Providence’s Cathedral of St. John may be shuttered, but out front of the 200-year-old structure is a church billboard with block letters that read, “GOD IS NOT DONE WITH US YET.”
Indeed, it appears the church may take on a second life as means to shed light on the trans-Atlantic slave trade and the role that all early US states – North and South – played in perpetuating slavery.
The Episcopal Diocese of Rhode Island wants to use part of the Cathedral of St. John for a museum that would examine the state’s role in the slave trade, both those who profited from it and those who opposed it. Churchgoers and clergymen were on both sides.
“In the 18th and early 19th centuries, Rhode Islanders backed 1,000 trips between Africa and the Americas,” according to the Providence Bulletin. “Newport, Bristol and Providence were among the busiest slave trade ports in North America.”
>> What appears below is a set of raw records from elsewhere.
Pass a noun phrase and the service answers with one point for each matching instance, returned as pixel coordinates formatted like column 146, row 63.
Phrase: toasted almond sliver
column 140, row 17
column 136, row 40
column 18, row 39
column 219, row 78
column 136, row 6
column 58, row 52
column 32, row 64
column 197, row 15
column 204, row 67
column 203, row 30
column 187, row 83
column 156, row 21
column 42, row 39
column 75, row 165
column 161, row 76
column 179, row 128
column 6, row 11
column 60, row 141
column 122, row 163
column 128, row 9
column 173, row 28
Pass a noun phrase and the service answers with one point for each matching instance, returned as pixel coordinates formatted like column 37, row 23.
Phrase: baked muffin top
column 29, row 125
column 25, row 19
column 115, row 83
The museum would be the only one in the nation centered on the trans-Atlantic slave trade. It would also focus on the Episcopal Church’s role in that trade’s history and the often-overlooked legacy of slavery in northern states.
Ironically, the Cathedral of St. John is just a few hundred feet from both the site identified as where Roger Williams founded Providence in 1636 and the location of Williams’ home. Williams, a proponent of religious freedom, has been called the New World’s first abolitionist.
Rhode Island, the nation’s smallest state, played a very large role in slavery.
A Brown University report issued in 2006 found that about 60 percent of all slave-trading voyages launched from North America came from the state, more than 1,000 in all. Some 80 of those came from a single family, the DeWolfs of Bristol, RI.